As a counselor, I'm trained to listen to what a family/couple/individual talks about; but I'm also listening to what they're NOT talking about. There is often a lot of important information in the latter.
We're in an ordeal of an extended presidential campaign and there are three things we're generally not talking about. We're not talking because they're the three biggest issues our country is facing and we have no answers. We simply have no answers.
Those issues are:
1 What to do with our appetite for drugs. Drugs are killing us.
2 What to do with our sexuality -- the crisis in masculinity and femininity, durable couples' relationships, workplace relationships, homosexuality, abortion, fidelity, pornography, tolerance, what to do with strong women leaders, incest and molestation, feminism -- the whole spectrum. Our sexism and sexual confusion is killing us.
3 Race. The legacy of our slavery, our imperialism toward Indians, our abuse and manipulation of poor whites and its ugly aftermath continues to this day -- not just in the South but everywhere in this country. A powerful spiritual lesson for anyone interested in learning about the enduring, violent consequences of trying to build wealth at the expense of others. This includes our pathetic and deplorable treatment of Hispanics. Our racial tensions are killing us.
We have no answers. We have jingoistic, silly slogans and simplistic, bigoted outbursts. But we have no answers. We tried, "Just Say No." Cheap and simple, it didn't work. We tried, "Christ is the answer." We've tried all manner of psychological fixes. None have shown good results.
The economy? No big deal. It will fix itself. Iraq? We'll muddle our way out somehow. Health care? Some structure will work a little better.
The ill-chosen outbursts of Barack Obama's former pastor forced Mr. Obama to address the issue of race head-on. So he did. It was an outstanding speech; thoughtful, understanding, fair and courageous. We need that. We need more of it. If Jeremiah Wright triggered that, then so be it. Again and again, we're hearing people say of Barack, "He spoke to us as an adult to adults." Remarkable. Unheard of in presidential politics. I hope you will find Barack Obama's speech on the internet and listen attentively, or find the entire text and read it carefully.

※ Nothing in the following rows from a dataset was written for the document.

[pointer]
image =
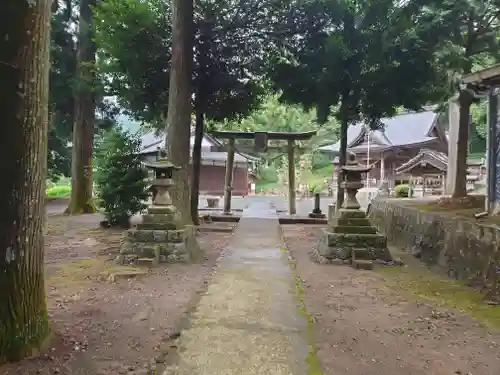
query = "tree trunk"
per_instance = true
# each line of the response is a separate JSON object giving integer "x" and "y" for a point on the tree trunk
{"x": 24, "y": 74}
{"x": 342, "y": 160}
{"x": 460, "y": 187}
{"x": 196, "y": 164}
{"x": 178, "y": 131}
{"x": 83, "y": 127}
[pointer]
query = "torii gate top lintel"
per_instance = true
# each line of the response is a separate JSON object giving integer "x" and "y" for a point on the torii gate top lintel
{"x": 261, "y": 139}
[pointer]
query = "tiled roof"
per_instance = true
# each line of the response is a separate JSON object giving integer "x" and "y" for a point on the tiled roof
{"x": 403, "y": 129}
{"x": 437, "y": 159}
{"x": 151, "y": 142}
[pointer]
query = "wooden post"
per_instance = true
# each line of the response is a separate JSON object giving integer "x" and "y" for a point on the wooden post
{"x": 228, "y": 181}
{"x": 291, "y": 177}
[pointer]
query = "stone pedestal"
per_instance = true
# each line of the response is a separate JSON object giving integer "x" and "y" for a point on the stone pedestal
{"x": 158, "y": 239}
{"x": 350, "y": 238}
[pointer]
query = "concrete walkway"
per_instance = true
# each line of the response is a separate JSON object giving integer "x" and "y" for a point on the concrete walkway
{"x": 249, "y": 321}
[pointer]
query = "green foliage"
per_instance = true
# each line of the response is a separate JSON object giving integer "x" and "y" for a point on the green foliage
{"x": 369, "y": 57}
{"x": 467, "y": 31}
{"x": 268, "y": 175}
{"x": 58, "y": 191}
{"x": 134, "y": 38}
{"x": 403, "y": 191}
{"x": 120, "y": 177}
{"x": 321, "y": 161}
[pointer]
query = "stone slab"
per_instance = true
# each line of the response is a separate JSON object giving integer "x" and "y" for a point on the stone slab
{"x": 249, "y": 320}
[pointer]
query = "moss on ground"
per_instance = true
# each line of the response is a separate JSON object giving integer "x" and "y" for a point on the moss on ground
{"x": 433, "y": 285}
{"x": 312, "y": 359}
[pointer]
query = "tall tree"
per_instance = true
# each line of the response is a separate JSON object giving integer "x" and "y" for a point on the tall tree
{"x": 61, "y": 100}
{"x": 469, "y": 39}
{"x": 178, "y": 128}
{"x": 366, "y": 57}
{"x": 135, "y": 43}
{"x": 84, "y": 115}
{"x": 24, "y": 73}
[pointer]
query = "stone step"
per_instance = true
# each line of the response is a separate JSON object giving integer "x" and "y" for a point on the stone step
{"x": 150, "y": 218}
{"x": 350, "y": 214}
{"x": 356, "y": 240}
{"x": 360, "y": 254}
{"x": 362, "y": 264}
{"x": 168, "y": 252}
{"x": 157, "y": 226}
{"x": 155, "y": 236}
{"x": 355, "y": 222}
{"x": 353, "y": 229}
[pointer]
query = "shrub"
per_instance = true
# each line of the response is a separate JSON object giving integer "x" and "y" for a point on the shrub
{"x": 120, "y": 177}
{"x": 58, "y": 191}
{"x": 402, "y": 191}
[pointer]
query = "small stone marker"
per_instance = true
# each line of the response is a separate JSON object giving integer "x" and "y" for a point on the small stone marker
{"x": 316, "y": 212}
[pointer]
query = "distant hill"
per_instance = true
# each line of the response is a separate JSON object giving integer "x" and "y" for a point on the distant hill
{"x": 128, "y": 123}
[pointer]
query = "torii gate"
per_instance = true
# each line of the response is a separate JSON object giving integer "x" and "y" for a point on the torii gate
{"x": 260, "y": 144}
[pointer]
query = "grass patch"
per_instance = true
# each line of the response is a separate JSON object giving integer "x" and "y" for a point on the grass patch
{"x": 433, "y": 285}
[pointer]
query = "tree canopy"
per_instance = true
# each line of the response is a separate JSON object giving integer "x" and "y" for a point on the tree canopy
{"x": 230, "y": 40}
{"x": 371, "y": 57}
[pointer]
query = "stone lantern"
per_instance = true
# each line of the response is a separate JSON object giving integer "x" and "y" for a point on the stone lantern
{"x": 163, "y": 170}
{"x": 160, "y": 237}
{"x": 350, "y": 238}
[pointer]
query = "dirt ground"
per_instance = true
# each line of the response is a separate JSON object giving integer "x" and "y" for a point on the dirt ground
{"x": 386, "y": 322}
{"x": 111, "y": 326}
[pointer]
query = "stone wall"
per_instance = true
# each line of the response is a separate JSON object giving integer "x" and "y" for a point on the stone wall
{"x": 467, "y": 250}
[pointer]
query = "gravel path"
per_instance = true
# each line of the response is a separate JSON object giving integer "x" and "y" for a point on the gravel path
{"x": 365, "y": 326}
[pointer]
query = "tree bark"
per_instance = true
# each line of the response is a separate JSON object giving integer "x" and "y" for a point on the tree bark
{"x": 196, "y": 164}
{"x": 178, "y": 128}
{"x": 465, "y": 100}
{"x": 24, "y": 74}
{"x": 342, "y": 160}
{"x": 84, "y": 121}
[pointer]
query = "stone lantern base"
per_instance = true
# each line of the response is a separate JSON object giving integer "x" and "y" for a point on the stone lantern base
{"x": 351, "y": 239}
{"x": 158, "y": 239}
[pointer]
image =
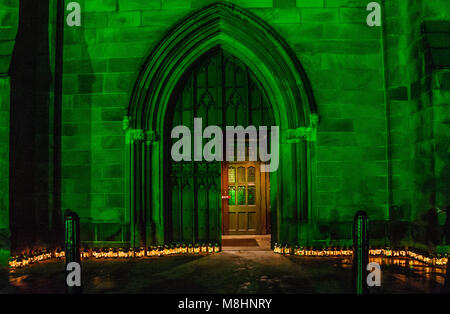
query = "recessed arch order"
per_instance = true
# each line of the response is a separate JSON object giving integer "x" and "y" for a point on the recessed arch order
{"x": 280, "y": 75}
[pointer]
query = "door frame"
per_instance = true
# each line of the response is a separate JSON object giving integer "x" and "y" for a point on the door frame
{"x": 264, "y": 199}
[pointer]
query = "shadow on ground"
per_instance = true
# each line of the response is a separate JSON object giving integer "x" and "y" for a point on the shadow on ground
{"x": 225, "y": 272}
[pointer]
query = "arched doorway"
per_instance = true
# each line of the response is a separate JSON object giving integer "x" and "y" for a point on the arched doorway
{"x": 282, "y": 81}
{"x": 220, "y": 90}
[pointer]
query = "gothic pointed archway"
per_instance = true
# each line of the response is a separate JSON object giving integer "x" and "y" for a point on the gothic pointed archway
{"x": 284, "y": 83}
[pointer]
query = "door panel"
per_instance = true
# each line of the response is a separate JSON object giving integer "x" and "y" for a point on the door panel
{"x": 244, "y": 204}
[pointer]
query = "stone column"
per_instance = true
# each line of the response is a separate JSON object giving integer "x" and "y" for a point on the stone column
{"x": 4, "y": 170}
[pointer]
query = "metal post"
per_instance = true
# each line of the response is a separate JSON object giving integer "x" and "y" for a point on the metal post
{"x": 72, "y": 244}
{"x": 360, "y": 253}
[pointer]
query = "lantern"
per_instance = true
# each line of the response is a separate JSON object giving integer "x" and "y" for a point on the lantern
{"x": 287, "y": 249}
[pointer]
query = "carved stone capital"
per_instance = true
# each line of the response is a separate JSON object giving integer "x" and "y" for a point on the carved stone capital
{"x": 126, "y": 123}
{"x": 151, "y": 137}
{"x": 308, "y": 133}
{"x": 134, "y": 135}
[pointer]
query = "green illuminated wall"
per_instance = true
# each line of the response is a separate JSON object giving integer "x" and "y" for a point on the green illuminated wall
{"x": 8, "y": 28}
{"x": 381, "y": 95}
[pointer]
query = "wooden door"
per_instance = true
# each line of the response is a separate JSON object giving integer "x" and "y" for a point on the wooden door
{"x": 244, "y": 203}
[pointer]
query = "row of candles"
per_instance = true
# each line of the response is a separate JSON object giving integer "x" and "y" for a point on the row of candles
{"x": 42, "y": 255}
{"x": 387, "y": 252}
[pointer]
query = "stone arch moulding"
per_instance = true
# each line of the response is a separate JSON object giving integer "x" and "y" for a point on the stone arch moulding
{"x": 281, "y": 77}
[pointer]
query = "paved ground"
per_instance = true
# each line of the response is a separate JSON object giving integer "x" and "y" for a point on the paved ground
{"x": 225, "y": 272}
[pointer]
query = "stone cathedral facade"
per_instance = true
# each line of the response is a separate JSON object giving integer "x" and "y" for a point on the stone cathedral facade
{"x": 86, "y": 114}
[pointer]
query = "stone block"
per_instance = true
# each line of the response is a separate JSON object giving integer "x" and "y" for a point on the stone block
{"x": 112, "y": 171}
{"x": 112, "y": 142}
{"x": 310, "y": 3}
{"x": 353, "y": 16}
{"x": 139, "y": 5}
{"x": 101, "y": 5}
{"x": 124, "y": 19}
{"x": 284, "y": 4}
{"x": 319, "y": 15}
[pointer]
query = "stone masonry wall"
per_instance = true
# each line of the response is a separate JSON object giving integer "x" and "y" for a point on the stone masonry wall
{"x": 8, "y": 29}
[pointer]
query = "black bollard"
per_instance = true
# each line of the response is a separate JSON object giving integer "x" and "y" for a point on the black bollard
{"x": 447, "y": 277}
{"x": 72, "y": 249}
{"x": 360, "y": 253}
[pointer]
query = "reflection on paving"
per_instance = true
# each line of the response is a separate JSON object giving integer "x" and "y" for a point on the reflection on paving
{"x": 226, "y": 272}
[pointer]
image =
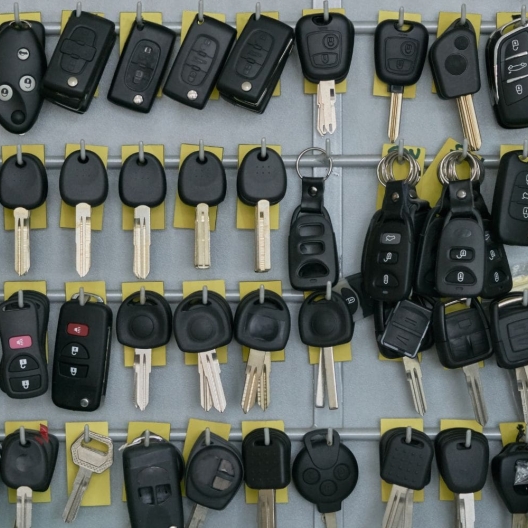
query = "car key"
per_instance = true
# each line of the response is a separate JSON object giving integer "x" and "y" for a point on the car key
{"x": 78, "y": 61}
{"x": 202, "y": 184}
{"x": 203, "y": 322}
{"x": 22, "y": 67}
{"x": 213, "y": 475}
{"x": 201, "y": 57}
{"x": 143, "y": 62}
{"x": 27, "y": 465}
{"x": 153, "y": 469}
{"x": 144, "y": 322}
{"x": 262, "y": 323}
{"x": 325, "y": 472}
{"x": 255, "y": 64}
{"x": 324, "y": 322}
{"x": 463, "y": 340}
{"x": 83, "y": 184}
{"x": 23, "y": 326}
{"x": 456, "y": 73}
{"x": 462, "y": 456}
{"x": 261, "y": 182}
{"x": 325, "y": 51}
{"x": 23, "y": 187}
{"x": 142, "y": 186}
{"x": 82, "y": 353}
{"x": 406, "y": 456}
{"x": 266, "y": 453}
{"x": 90, "y": 460}
{"x": 400, "y": 51}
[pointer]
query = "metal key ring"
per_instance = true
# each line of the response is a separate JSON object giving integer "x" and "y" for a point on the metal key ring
{"x": 310, "y": 149}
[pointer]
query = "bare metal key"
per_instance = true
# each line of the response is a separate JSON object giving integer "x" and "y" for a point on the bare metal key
{"x": 90, "y": 461}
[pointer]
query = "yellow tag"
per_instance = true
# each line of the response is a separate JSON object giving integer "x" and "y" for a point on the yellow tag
{"x": 248, "y": 287}
{"x": 11, "y": 427}
{"x": 380, "y": 88}
{"x": 246, "y": 213}
{"x": 251, "y": 494}
{"x": 309, "y": 87}
{"x": 218, "y": 286}
{"x": 391, "y": 423}
{"x": 184, "y": 215}
{"x": 38, "y": 216}
{"x": 136, "y": 429}
{"x": 67, "y": 218}
{"x": 159, "y": 355}
{"x": 445, "y": 492}
{"x": 98, "y": 492}
{"x": 446, "y": 19}
{"x": 242, "y": 19}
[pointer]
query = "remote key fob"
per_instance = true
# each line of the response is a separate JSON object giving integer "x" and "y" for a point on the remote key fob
{"x": 199, "y": 62}
{"x": 78, "y": 61}
{"x": 22, "y": 67}
{"x": 137, "y": 78}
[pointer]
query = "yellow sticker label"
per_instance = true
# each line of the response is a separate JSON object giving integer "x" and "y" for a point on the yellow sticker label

I'm not looking for a president who has all the answers. I don't trust anyone who claims to have all the answers. I'm not looking for a president who says, "I, I, I." I'm looking for a president who knows how to say, "We." "Yes we can." And who listens. I'm looking for a president who acts like an adult, who treats us like adults. A president who will gather us together and hold us together while we work our way together in this clumsy democracy toward answers that none of us, no group of us, alone, can yet imagine or express. I'm looking for a president who holds out hope; hope that we can and will move forward on these issues together.
To begin, we have to hear, then talk about what we're not talking about. The hard stuff. The impossible issues. Find the speech. Read or listen to the speech. Think about it. "Yes we can."